Four seasons ago, when Leicester City won the Premier League in one of the great upsets of modern sports, the feat was both of its own making and a fluke of circumstance. Because in that 2015-16 season, all of the biggest clubs had coinciding down years, creating a rare opportunity for an outsider to sneak to an improbable title.

This season, Manchester United remains in its mire, Chelsea is rebuilding, Tottenham Hotspur has all manner of issues, Manchester City can’t seem to replicate last year’s title-winning consistency, and Arsenal remains extremely Arsenal. And so a cleverly constructed and well-drilled Leicester is once again high up in the standings.

But the difference is that this time around, there is also Liverpool, having its best season ever thus far – statistically, at the very least.
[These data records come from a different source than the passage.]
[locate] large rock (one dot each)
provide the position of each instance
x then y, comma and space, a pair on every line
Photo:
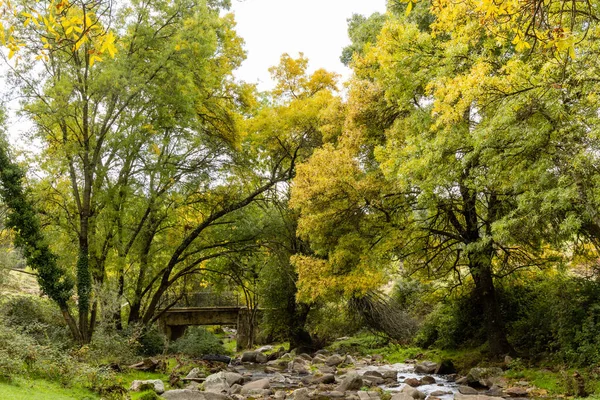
222, 381
414, 382
300, 394
334, 360
426, 367
254, 357
484, 377
413, 393
516, 391
154, 384
368, 395
195, 374
467, 390
187, 394
401, 396
326, 379
459, 396
298, 366
352, 381
389, 374
259, 384
446, 367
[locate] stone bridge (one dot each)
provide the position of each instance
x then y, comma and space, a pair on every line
175, 320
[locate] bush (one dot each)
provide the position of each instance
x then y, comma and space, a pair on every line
196, 342
36, 317
454, 323
152, 342
331, 321
111, 346
560, 317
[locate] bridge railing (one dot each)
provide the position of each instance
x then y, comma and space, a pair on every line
207, 299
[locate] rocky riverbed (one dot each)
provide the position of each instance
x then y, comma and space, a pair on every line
324, 376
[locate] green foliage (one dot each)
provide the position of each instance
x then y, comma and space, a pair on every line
362, 31
197, 341
559, 318
152, 341
455, 323
22, 217
329, 321
36, 317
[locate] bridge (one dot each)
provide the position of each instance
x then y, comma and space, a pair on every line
206, 308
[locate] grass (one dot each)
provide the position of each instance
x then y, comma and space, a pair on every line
22, 389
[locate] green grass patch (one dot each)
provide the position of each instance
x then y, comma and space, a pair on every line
22, 389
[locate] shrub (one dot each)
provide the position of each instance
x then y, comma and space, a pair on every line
37, 317
453, 323
196, 342
331, 321
111, 346
152, 342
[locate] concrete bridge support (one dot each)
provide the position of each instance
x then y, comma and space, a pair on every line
175, 321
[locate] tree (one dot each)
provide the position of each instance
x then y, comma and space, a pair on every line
448, 164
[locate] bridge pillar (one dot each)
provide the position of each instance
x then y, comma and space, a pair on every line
243, 331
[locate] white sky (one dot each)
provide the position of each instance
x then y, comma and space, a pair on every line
318, 28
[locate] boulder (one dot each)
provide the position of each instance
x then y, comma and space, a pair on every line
426, 367
154, 384
495, 391
187, 394
258, 384
389, 374
427, 380
235, 389
349, 359
352, 381
216, 357
467, 390
300, 394
334, 360
330, 395
254, 357
483, 376
373, 373
319, 359
362, 395
265, 349
401, 396
195, 375
459, 396
298, 367
222, 381
446, 367
413, 393
516, 391
373, 380
414, 382
326, 379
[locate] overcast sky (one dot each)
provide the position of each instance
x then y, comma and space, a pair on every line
318, 28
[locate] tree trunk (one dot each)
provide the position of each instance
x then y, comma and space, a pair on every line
299, 336
84, 282
480, 268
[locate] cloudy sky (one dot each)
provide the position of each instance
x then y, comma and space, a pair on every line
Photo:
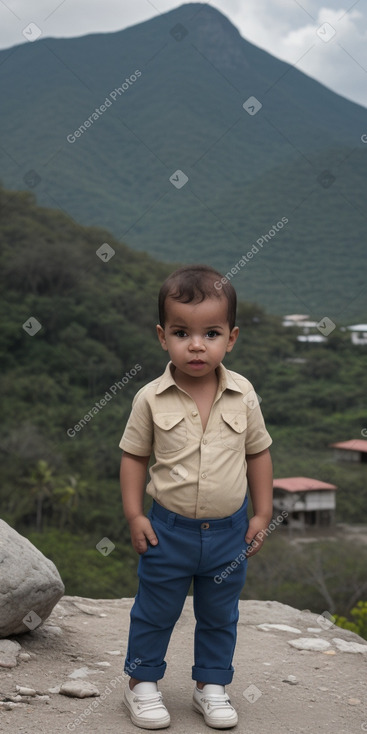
328, 43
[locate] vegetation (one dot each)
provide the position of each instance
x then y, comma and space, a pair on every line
185, 111
59, 484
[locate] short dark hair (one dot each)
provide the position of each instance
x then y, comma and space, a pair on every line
195, 283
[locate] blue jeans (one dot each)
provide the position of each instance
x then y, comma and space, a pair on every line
202, 550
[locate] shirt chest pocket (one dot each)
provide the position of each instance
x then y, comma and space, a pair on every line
170, 432
233, 430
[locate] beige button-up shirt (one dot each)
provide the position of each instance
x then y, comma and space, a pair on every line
197, 473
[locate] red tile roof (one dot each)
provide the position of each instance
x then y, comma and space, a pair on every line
300, 484
355, 444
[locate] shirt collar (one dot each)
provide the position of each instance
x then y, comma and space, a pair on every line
225, 381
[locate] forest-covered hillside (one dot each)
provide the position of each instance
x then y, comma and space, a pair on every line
78, 338
97, 126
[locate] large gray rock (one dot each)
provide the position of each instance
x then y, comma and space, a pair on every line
30, 584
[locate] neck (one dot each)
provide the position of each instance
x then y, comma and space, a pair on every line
194, 383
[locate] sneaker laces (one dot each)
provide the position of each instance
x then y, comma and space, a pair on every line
217, 700
149, 700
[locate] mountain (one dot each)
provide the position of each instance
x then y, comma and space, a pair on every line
97, 126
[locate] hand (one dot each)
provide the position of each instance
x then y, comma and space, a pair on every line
141, 533
256, 534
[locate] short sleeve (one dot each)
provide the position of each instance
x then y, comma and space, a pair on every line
138, 435
257, 437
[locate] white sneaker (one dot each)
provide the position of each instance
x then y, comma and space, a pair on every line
146, 707
215, 705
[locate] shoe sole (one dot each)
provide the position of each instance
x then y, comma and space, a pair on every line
158, 724
214, 724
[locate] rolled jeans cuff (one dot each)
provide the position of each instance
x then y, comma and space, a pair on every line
206, 675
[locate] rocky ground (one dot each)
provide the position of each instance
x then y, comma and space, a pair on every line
279, 686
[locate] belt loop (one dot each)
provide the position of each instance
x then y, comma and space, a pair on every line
171, 519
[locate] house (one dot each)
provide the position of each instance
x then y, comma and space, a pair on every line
309, 502
353, 450
359, 334
307, 328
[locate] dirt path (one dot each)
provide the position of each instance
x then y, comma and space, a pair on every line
277, 688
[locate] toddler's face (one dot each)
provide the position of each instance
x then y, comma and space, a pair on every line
197, 335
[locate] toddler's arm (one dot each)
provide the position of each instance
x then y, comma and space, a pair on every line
133, 473
260, 481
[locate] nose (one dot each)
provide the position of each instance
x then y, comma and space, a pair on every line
196, 344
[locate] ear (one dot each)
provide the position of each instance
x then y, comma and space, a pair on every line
162, 337
232, 338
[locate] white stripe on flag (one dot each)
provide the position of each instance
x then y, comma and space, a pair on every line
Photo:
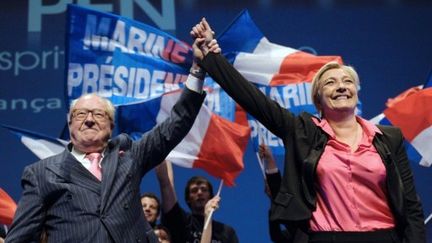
42, 148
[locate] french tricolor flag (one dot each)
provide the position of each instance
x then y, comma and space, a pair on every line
7, 208
282, 73
214, 144
411, 112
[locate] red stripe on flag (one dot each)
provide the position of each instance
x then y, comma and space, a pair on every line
222, 150
7, 208
411, 112
300, 67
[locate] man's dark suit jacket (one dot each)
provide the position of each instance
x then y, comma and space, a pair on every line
304, 143
64, 199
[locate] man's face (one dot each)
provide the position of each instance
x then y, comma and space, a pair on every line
150, 208
90, 127
199, 194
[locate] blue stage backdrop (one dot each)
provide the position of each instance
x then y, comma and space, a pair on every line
388, 42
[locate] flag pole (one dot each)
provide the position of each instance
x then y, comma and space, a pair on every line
212, 210
428, 218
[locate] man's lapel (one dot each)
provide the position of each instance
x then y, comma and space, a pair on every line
109, 168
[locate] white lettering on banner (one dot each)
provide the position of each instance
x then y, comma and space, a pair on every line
110, 80
292, 95
164, 20
131, 40
29, 60
36, 104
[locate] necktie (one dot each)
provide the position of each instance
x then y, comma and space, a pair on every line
95, 169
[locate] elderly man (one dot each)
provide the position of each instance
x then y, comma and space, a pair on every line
90, 192
188, 227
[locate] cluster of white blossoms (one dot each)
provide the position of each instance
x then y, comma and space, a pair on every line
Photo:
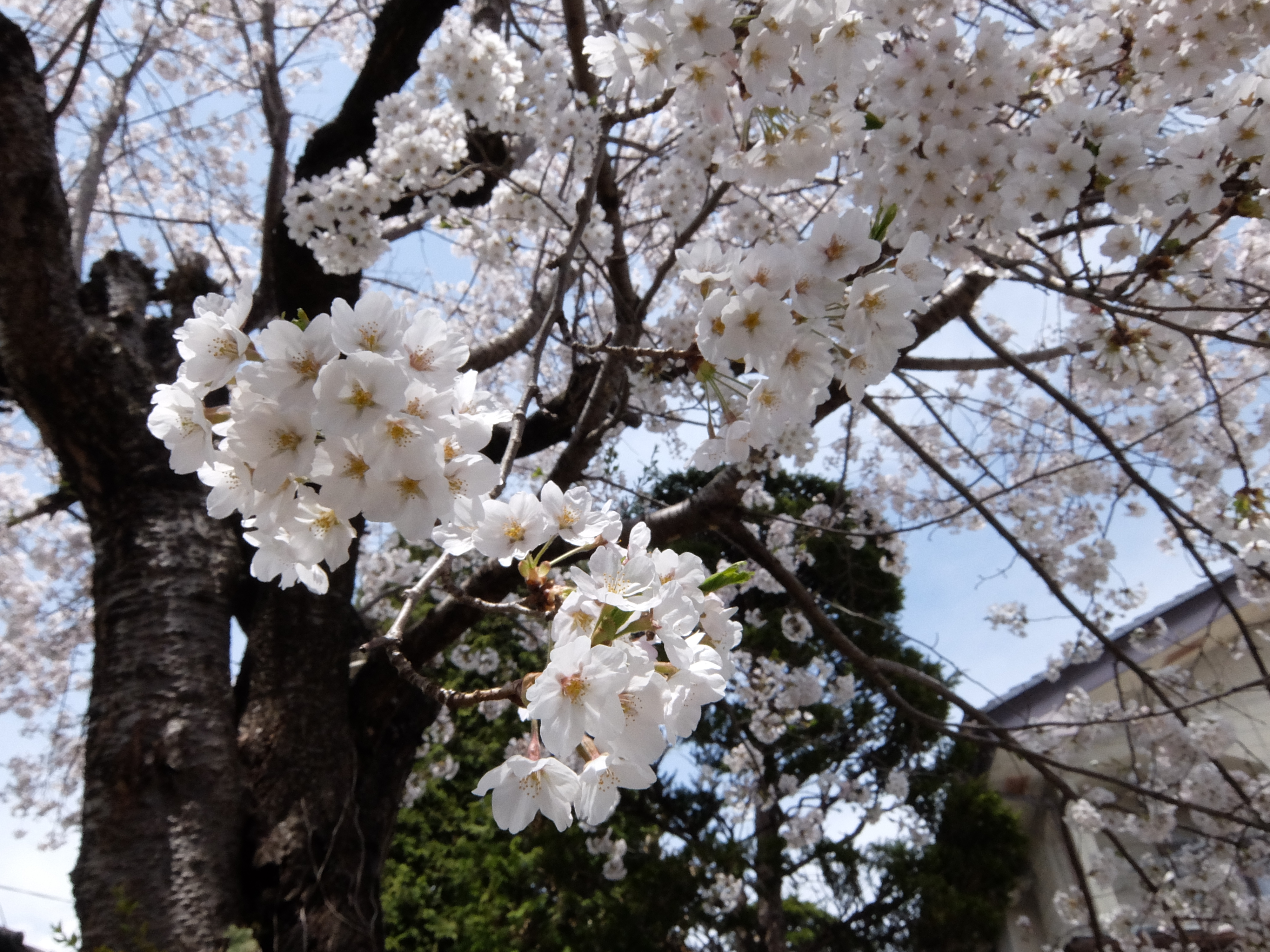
784, 313
417, 166
639, 645
363, 412
1212, 873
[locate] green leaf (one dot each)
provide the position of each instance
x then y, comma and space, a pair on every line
882, 221
733, 576
241, 940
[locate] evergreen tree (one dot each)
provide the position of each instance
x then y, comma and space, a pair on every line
761, 835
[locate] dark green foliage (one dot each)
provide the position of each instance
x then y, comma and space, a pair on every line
457, 883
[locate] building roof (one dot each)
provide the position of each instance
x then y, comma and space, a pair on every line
1182, 616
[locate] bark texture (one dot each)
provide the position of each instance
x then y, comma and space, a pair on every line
162, 807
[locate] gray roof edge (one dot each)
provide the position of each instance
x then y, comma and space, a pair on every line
1183, 615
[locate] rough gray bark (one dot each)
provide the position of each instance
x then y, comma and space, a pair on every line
770, 876
162, 793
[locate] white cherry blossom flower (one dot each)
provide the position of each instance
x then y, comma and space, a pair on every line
578, 694
373, 326
181, 422
524, 788
600, 781
512, 530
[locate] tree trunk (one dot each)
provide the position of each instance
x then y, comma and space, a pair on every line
770, 876
162, 805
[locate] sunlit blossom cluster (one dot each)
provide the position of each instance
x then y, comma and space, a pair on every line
638, 647
358, 413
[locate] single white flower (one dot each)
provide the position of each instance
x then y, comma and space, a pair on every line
512, 530
578, 694
374, 326
600, 781
523, 788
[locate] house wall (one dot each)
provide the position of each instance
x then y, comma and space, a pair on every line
1213, 651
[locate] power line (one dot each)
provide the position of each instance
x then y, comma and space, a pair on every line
40, 896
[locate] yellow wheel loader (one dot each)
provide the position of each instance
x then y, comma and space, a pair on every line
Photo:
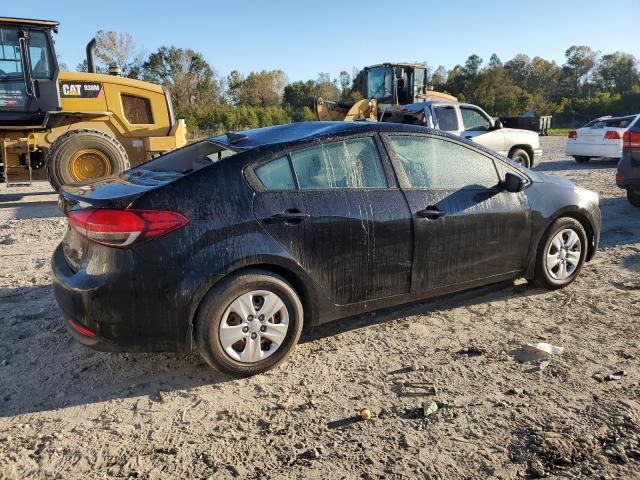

And when they met on Thursday in a traditional Boxing Day showdown, it was clear that the gap between the runaway leaders and Leicester is every bit as vast as the difference in points between them. Never mind that Leicester had the stingiest defense in the league going into the game. Liverpool won 4-0, courtesy of a Roberto Firmino brace, a James Milner penalty and Trent Alexander-Arnold’s well-deserved goal. The Reds have now built a 13-point lead over second-placed Leicester – with a game in hand, making it a hypothetical 16-point chasm at the half-way point of the campaign.

Fresh off adding a Club World Cup title to their European crown in Qatar just days ago, in a pair of tight and late-won victories over Monterrey and Flamengo, the Reds were expected to be drained as they traveled to the team directly beneath them in the standings. The dominance of the champions-elect – and no, we’re not even in the year when the champion will actually be crowned yet – was such that the result was never in danger.

From the opening seconds, Jurgen Klopp’s swaggering juggernaut had chances as Alexander-Arnold and Sadio Mane tested Kasper Schmeichel. Mohamed Salah ran riot behind Leicester’s high line and rounded the Danish goalkeeper but couldn’t quite replicate his wondergoal against Watford from an impossible angle with his left foot.

In the 31st minute, Alexander-Arnold dropped a perfect cross to the back post, where Firmino could nod it in freely, as Salah lurked behind him too.

Mane then got a free shot at Schmeichel but didn’t direct his finish well.

And Leicester, well… Leicester was also there. Sort of. It record 0.0 expected goals in the first half.

Firmino went close to his second 10 minutes after the break, but he dinked Andy Robertson’s cross wide of the far post. And it took an hour before Leicester could finally stage a sustained assault as Liverpool lived through a sloppy spell.

But just then, Leicester defender Caglar Soyuncu elbowed a cross going by him in his area. James Milner coolly slotted in the ensuing penalty.

Minutes later, Firmino took a lovely, deadening touch on another Alexander-Arnold cross and elegantly finished into the top corner for the third.

And Alexander-Arnold capped his transcendent game with a low lash to the far corner to finish off a breakaway for a third goal in less than 10 minutes.

It was all rather easy for Liverpool, which looked like it could have scored another handful of goals but was also safe in the knowledge that it didn’t entirely matter if it got them or not. Because this continues to be all-time great campaign for Liverpool, on the back of last year’s club-record points haul, which still fell a point short of City’s imperiousness.

Liverpool has now lost just once in a season and a half in the Premier League. The Foxes, for that matter, have now failed to win in their last three games, effectively capitulating on their title challenge. City could take over second place on Sunday, if it wins at Wolves and reduces the gap to 11.

Klopp’s superb collective has been the champion-apparent for some time now, but a first Liverpool title in three decades now feels like something of an inevitability. It would take a collapse even more unfathomable than Leicester’s title for the Reds to squander this lead.

Because not even the fixture congestion so fiercely criticized by Klopp can seem to slow his team down. The Reds play again on Sunday, and then on Thursday, and then Sunday again – against Merseyside rivals Everton. But rather than stumbling, this Liverpool looks like it could emerge from the holiday season on even firmer footing than it entered.